NHRA - National Hot Rod Association

Variety is the spice of life for Alex Laughlin

Alex Laughlin is up to drive just about anything and he's pulling double-duty this weekend in Pro Stock and the E3 Pro Mod series.
15 Mar 2019
Kevin McKenna, NHRA National Dragster Senior Editor
Race coverage

Alex Laughlin lives his life by a simple code; if it has wheels, he will drive it. The 2019 season is barely three months old and Laughlin has already raced, and won, with a shifter cart on the high banks of Daytona Int’l Speedway. He also won $50,000 in cash behind the wheel of his supercharged radial tire Corvette at the Lights Out X event in Georgia. He’s also competed in the first two NHRA events in his Havoline-backed Pro Stock car, and this weekend, he’ll make his debut in the E3 Spark Plugs Pro Mod series along with Elite teammates Erica Enders and Steve Matusek.

“It will be a busy weekend for sure, but I like it that way,” said Laughlin. “I’m sure people remember in 2017 I raced in Pro Stock and Top Alcohol Dragster and that was a lot of fun. That deal was interesting, but it worked for me because both cars were so much different. One was a dragster with an open cockpit and the other was a Pro Stock car with doors. There wasn’t much of a chance to get the two confused.”

Confusion is entirely possible in Laughlin’s current set-up that includes a pair of Chevy Camaros from the Elite Motorsports stable that look alike from the outside, but are very different underneath. Laughlin’s Pro Stock car is fairly straightforward with a traditional clutch and five-speed manual gearbox. Laughlin’s new turbocharged Pro Mod Camaro used an automatic transmission and it launched with a trans-brake via a button mounted on the steering wheel. Of course, there is also a significant performance difference. The Pro Stock car runs 6.5s at over 213-mph while Laughlin has already run a best of 5.73 at over 257 in the Pro Mod car.

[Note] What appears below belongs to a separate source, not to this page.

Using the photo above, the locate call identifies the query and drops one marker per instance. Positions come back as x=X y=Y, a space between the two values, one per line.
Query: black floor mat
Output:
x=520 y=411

“I really have to think about which car I’m in,” Laughlin said. “It’s smart to take a deep breath, think about what I’m doing, and make sure I have the right routine in place. The Pro Mod car and the Pro Stock car, and even my radial car are all so different. In the [supercharged] radial car I leave at idle and with the Pro Stock car I leave with the throttle to the floor. I actually made a mistake at Lights Out. I had one hand on the steering wheel and the other on the parachute lever just in case something unexpected happened. Then the shift light came on and I realized I wasn’t in high gear yet. Oops. That’s one of those things you have to work on.”

Laughlin admits that racing two cars in Gainesville could be a detriment but he’s willing to make that sacrifice in order to have two chances to win on race day. His plans this year are to race in all 18 Pro Stock races and the 12 events in the E3 Spark Plugs Pro Mod series. Surprisingly, Laughlin admits that if he could win just one championship, he’d favor the Pro Mod car.

“Don’t get me wrong; I love Pro Stock and we’re very serious about winning but I’m really stoked about the Pro Mod car right now,” he said. “I made a great lap in Pro Stock in Q1 and I’m in the top half of the field so now I need to step up in Pro Mod. I’ve made about seven runs to the finish line so I’m still getting used to it. At 257-mph, things happen fast. It’s going to take a little getting used to.”